Lifestyle and diet, key to control diabetes

Dr. V. Lakshminarayan, MBBS, MD, Mysore University,  Graduate Diplomate in Diabetes Care, Newcastle University Australia
World Diabetes Day, the largest diabetes awareness campaign reaching a global audience of over 1 billion people in over 160 countries, is observed every year on Nov. 14. On this occasion, let us remember Sir Frederick Banting, who with the help of J.J.R. Macleod, Charles Herbert Best and James Collip, discovered insulin and whose birthday is celebrated as World Diabetes Day today.

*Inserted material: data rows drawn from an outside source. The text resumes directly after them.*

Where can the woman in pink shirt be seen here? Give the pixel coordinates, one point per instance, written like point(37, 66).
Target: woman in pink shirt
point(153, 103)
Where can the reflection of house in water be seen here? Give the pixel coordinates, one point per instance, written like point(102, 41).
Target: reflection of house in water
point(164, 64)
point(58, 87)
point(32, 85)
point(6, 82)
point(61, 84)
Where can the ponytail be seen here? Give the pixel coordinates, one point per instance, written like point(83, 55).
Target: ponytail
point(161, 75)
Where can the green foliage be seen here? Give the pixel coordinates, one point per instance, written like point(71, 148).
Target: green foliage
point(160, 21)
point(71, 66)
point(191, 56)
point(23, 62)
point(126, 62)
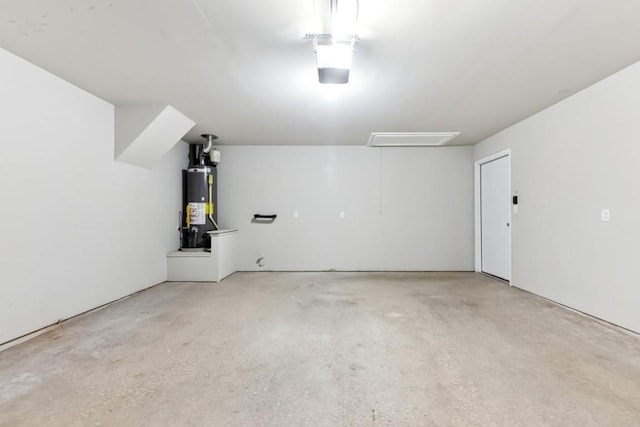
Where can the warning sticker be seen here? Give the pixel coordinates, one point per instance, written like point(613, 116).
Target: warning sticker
point(197, 214)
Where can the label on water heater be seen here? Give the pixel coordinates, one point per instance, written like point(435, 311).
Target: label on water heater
point(197, 213)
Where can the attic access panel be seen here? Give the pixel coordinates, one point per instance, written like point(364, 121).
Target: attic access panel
point(410, 139)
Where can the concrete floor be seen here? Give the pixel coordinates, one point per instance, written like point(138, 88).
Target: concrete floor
point(326, 349)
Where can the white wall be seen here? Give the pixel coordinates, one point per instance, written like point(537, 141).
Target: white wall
point(78, 229)
point(405, 208)
point(569, 162)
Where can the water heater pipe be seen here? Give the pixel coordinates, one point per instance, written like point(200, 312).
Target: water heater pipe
point(209, 144)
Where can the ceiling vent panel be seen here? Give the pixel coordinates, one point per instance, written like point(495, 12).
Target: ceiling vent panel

The years 1921-22 marked a momentous period in the history of diabetes.  Frederick Banting, a Canadian doctor and scientist, became deeply interested in diabetes and began work on trying to isolate insulin from the pancreas in the lab of J.J.R. Macleod, Professor of Physiology at the University of Toronto.
There has been a lot of hype around “Cure” and “Reversal” in Type2 Diabetes Mellitus (T2DM). It has become a marketing strategy with all sorts of “Unscientific Apps” and “Pseudoscience” claiming it to be possible, even in people living with Type 1 Diabetes (Juvenile Diabetes) which are unrealistic. It should be re-emphasised that the reversal claims made by “pseudo-science” preachers and unscientific applications for their personal gains are to be rejected. It is high time we enlighten the society to understand the reality and follow the correct path.
In simple words, Reversal means that the disease is completely cured and will not return. Remission means that the disease would be dormant as long as the patients maintain certain conditions.